Few in the camps would agree with him.



Caramella Akot, 52, said she is still waiting for the home “kits” consisting of corrugated metal roofing, hoes, machetes, seeds and other items that camp residents were promised by the government two years ago.



"The government should give us time to settle here because there is no grass to thatch our huts,” complained Akot. “We should be given iron sheets and tents if we are to move swiftly, but now we don't have building materials."



Charles Uma, the Gulu district secretary for disaster preparedness, said the government first asked refugees to vacate the camps in December 2006, but only about five per cent of them have left since then. Another 25 per cent have moved to smaller satellite camps not far from the main camps, and the remaining 70 per cent still live in the major camps.



"This has made our work very hard because instead of taking services directly to the villages, we are still helping the [refugees] who have again settled in satellite camps," said Uma.



Gulu’s district secretary for works and technical services Alex Otim said the hope was that if the refugees return to their villages now, it will help resolve the growing number of land disputes.



"Children who were born in the camps have to go to their ancestral homes so that they are shown their land boundaries to avoid future land wrangles," he said.



Otim noted that government support programmes will soon deliver services only to the villages.



"Our main target is geared towards developing the villages… not the camps,” he said. “This is how we shall manage to remove people who do not want to go back to their homes."



Aid groups that help the refugees must now support only those who have already gone home for good, he added.



Otim insists Kony and the LRA are unlikely to resume their war in the north.



"I believe Kony has no interest in coming to inflict suffering on his people, because … he wants to restore his reputation,” said Otim. “And since he is far away now, there is no way he can come back to commit grave atrocities that he did before."



Gulu resident district commissioner Walter Ochora said a committee will oversee the demolition of abandoned huts in the camps, which he said have become hideouts for armed thugs.



"Anyone who remains in the camp should know that the United Nations will still continue giving aid, but only to those who have gone back to the villages," said Ochora. But the UN refugee agency, UNHCR, says it will continue providing aid to camp residents, insisting that the return process must be voluntary.

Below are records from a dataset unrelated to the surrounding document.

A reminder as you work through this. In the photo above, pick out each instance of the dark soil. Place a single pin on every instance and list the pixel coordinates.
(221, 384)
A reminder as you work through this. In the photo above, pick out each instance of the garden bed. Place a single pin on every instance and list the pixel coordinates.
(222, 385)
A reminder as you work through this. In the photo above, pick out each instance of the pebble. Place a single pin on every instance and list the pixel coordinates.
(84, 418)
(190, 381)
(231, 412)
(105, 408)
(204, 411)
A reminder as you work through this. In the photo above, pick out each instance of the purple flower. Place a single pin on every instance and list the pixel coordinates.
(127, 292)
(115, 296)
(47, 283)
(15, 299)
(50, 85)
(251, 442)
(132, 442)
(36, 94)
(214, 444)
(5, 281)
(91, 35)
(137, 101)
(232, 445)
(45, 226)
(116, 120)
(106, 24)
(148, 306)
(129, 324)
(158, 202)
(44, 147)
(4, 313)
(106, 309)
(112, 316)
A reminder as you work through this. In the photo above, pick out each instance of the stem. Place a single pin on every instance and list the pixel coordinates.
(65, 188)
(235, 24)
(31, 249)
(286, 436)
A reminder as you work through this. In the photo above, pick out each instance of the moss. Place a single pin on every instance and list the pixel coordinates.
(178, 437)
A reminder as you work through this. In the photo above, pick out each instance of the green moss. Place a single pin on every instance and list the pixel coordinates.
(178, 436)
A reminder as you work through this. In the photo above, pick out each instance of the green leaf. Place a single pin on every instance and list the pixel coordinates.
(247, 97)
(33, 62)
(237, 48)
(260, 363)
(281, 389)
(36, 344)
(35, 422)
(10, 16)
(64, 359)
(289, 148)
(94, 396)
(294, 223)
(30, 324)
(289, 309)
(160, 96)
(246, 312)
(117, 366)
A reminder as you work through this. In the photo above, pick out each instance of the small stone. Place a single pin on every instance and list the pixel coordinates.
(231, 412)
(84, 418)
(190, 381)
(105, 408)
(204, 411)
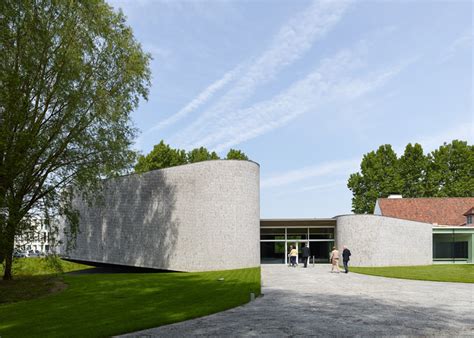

Refugees worry about their safety not only from a resurgence of the LRA, but from a growing wave of violent crime.



Moro Kibwota, 40, an official at the Lacor camp, said he and most others he knows face an uncertain future.



"People are being harassed by armed robbers, and such people are ready to disturb us when we go back home,” Kibwota told IWPR.



Security, not humanitarian aid, was why he stayed on at the camp. "I… am in the camp to protect my life,” he explained. “I am not so much interested in their relief, if that is why they are insisting that we leave the camps."



Ochora said that some former LRA men who had retained their guns may have rented them out to the thugs who are now terrorising villagers.



He also expressed sympathy with the refugees’ fears of a resurgent LRA, noting that the government recently denied permission for a delegation of some 400 people to meet Kony in this Congo camp.



Even the government, he said, is uncertain about Kony’s intentions.



"If the government is confident about the people's safety … then they will go,” said Ochora. “But at the moment, government is not yet clear.”



Alfred Obote, 43, who lives in the Alokolum camp, is pessimistic that the stalled LRA peace talks will bear fruit and does not plan to leave the camp until an agreement is signed.



"We are all aware that Kony has not been clear about the talks,” said Obote. “We haven't heard anything promising from him. He has not even accepted our pleas to release the children still in captivity.



"Many lives were lost during the war. The government should allow… refugees in the camps. If the talks succeed, then we shall just leave the camps without being told."



Caroline Ayugi is an IWPR contributor in northern Uganda.